『ところで、二次会の打ち合わせは、もう?』

拓真君が、室内の様子を見廻しながら、高木君に問いかける。

『そうですね、その件は大方終わっていて、後はもう適当に雑談をしていたところで…』
『やはりそうでしたか…すみません、全くお役に立てなかったようですね』
『いやいや、そんなに気にしないでください』

心底申し訳なさそうな拓真君に、高木君は恐縮しきり。

そもそも、私は二次会の運営メンバーに選ばれたわけじゃなく、その名目で私を祐樹君に引き合わせることが、高木君達の目論見だったのだろうから、そう謝られると、逆にバツが悪いのかもしれない。

拓真君も、それがわかっていて、わざと言っているようにもみえる。

そして更に、この集まりの主役の二人を前に『では…』と続けて、突拍子もないことを言いだした。

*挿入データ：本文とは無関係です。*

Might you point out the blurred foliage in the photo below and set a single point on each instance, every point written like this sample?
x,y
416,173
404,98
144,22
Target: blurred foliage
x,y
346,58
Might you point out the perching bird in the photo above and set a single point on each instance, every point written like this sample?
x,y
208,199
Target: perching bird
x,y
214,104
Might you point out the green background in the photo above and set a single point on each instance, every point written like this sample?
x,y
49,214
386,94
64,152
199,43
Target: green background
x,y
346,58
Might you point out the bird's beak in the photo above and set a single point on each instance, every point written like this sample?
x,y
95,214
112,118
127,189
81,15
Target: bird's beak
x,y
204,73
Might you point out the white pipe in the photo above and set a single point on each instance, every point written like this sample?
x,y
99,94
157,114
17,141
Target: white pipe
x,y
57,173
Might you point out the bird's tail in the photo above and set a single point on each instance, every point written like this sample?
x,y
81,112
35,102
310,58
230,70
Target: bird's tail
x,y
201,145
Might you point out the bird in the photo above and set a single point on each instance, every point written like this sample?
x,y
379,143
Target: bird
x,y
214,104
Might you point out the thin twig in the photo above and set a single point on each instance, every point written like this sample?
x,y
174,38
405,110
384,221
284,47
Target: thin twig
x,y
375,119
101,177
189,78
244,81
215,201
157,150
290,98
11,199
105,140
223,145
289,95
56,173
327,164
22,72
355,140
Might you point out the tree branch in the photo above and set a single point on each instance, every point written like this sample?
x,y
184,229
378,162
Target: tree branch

『そのお詫びに…と言っては何ですが、実は事前に、萌から二次会を行う会場を聞きまして、偶然にもちょうど、去年うちが手掛けたレストランだったものですから、今回少々手をまわさせていただいて、多少なりともサービスをさせていただければと…』

いきなりの提案に、目の前の高木君はもちろんのこと、そこにいた誰もが目を丸くした。

”デキル男”を演じるあまりに、完全に気が大きくなってしまっているのか、いくらなんでもそれは、雑用全般をしているだけのただの事務社員が、安易に約束できる内容じゃない。

『た、拓真君?そんなことは、簡単には…』

慌てて止めるも、すぐに制止され、何故かすまなそうな顔をされる。

『ごめん、萌に相談もしないで…実はもう、既に手配済みなんだ』
『え?』
『会場のレストランには、料理のランクアップと、いくつかのオプションを無料で追加してもらってる』

拓真君がどのような手段を使ったのかわからないけれど、嘘をついてるわけでは無いようで、ますます頭が混乱してくる。